Le lecteur de Marx et de Michéa
On peut voir, dans cette démarche (étudier des idées complexes, les digérer et les recracher sous une forme manichéenne et parfois caricaturale), une sorte de démagogie sujette à caution. Mais il aurait tort de s’en priver puisque dans son public, même ceux qui ne sont pas tout à fait dupes applaudissent. C’est le cas par exemple de l’ancien juge d’instruction Philippe Bilger, qui reconnaît en Zemmour ce travers tout en l’appréciant précisément pour cela : « Récusant toute nuance, affichant une appétence sans limites pour la globalisation et le systématisme, Zemmour renverse, comme un guerrier cultivé, les misérables précautions, les prudents accommodements dont face à lui on a l’habitude d’user, écrit-il.

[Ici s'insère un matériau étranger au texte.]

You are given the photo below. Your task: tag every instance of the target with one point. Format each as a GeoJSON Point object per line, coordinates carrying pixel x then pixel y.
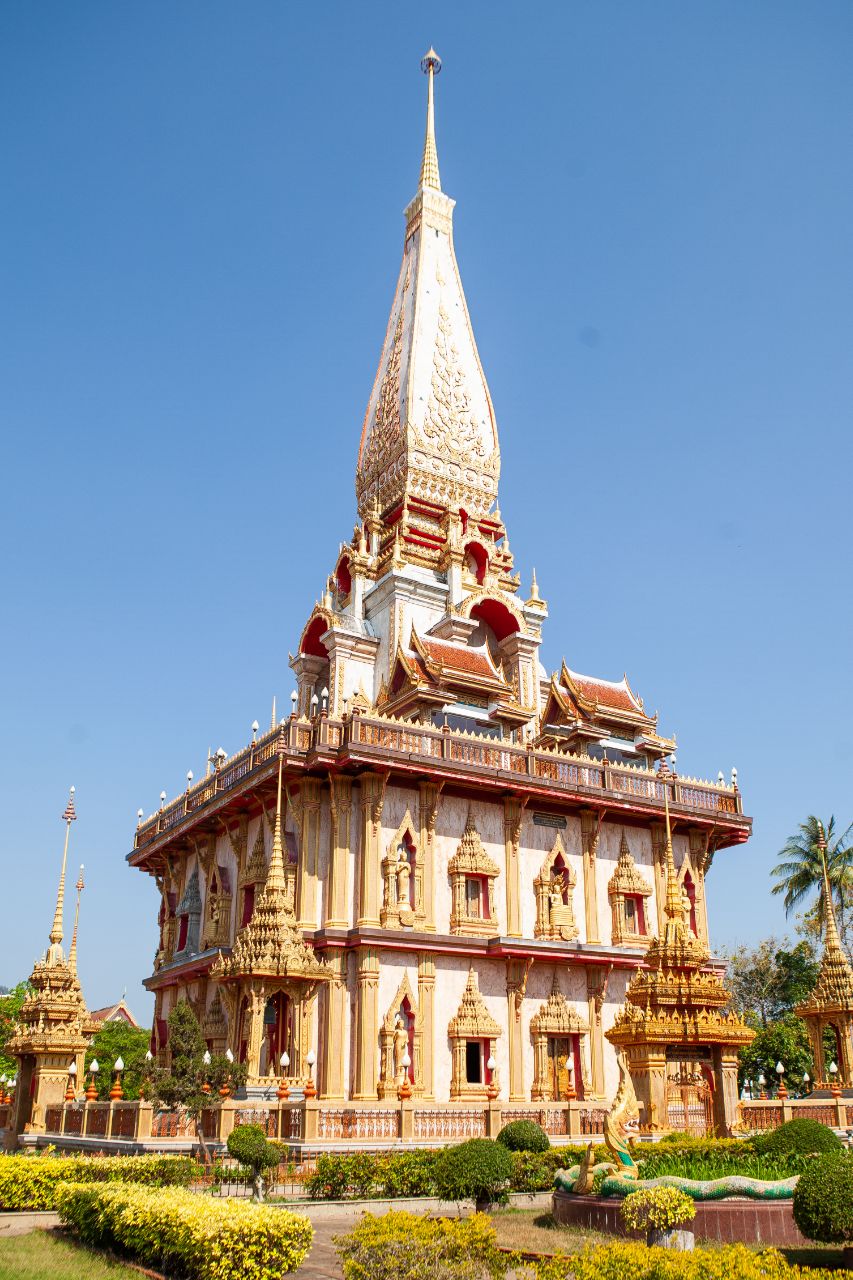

Personne n’a besoin d’un traducteur quand il regarde et écoute Zemmour, maître dans la capacité à rendre simple le compliqué et évident l’incertain.3 » Ce trait-là, en revanche, est bien de droite : faire passer le manque de nuances ou de subtilités non pas pour une forme de paresse ou de facilité rhétorique mais pour une expression du « parler vrai », une forme de virilité intellectuelle qui, en refusant de couper les cheveux en quatre, fonce dans le tas et donne de grands coups de pied dans la fourmilière. C’est cette même virilité de posture qu’on trouve de plus en plus souvent dans l’arsenal stylistique de toute une nouvelle génération de youtubeurs de droite qui – au-delà du défouloir et de l’amusement que peut provoquer un discours énergique réduit à une succession de saillies – perd en pertinence et en vérité ce qu’elle gagne en punchlines et en gesticulations. Un homme ça s’empêche, disait Camus, lequel préférait associer la vertu virile au courage.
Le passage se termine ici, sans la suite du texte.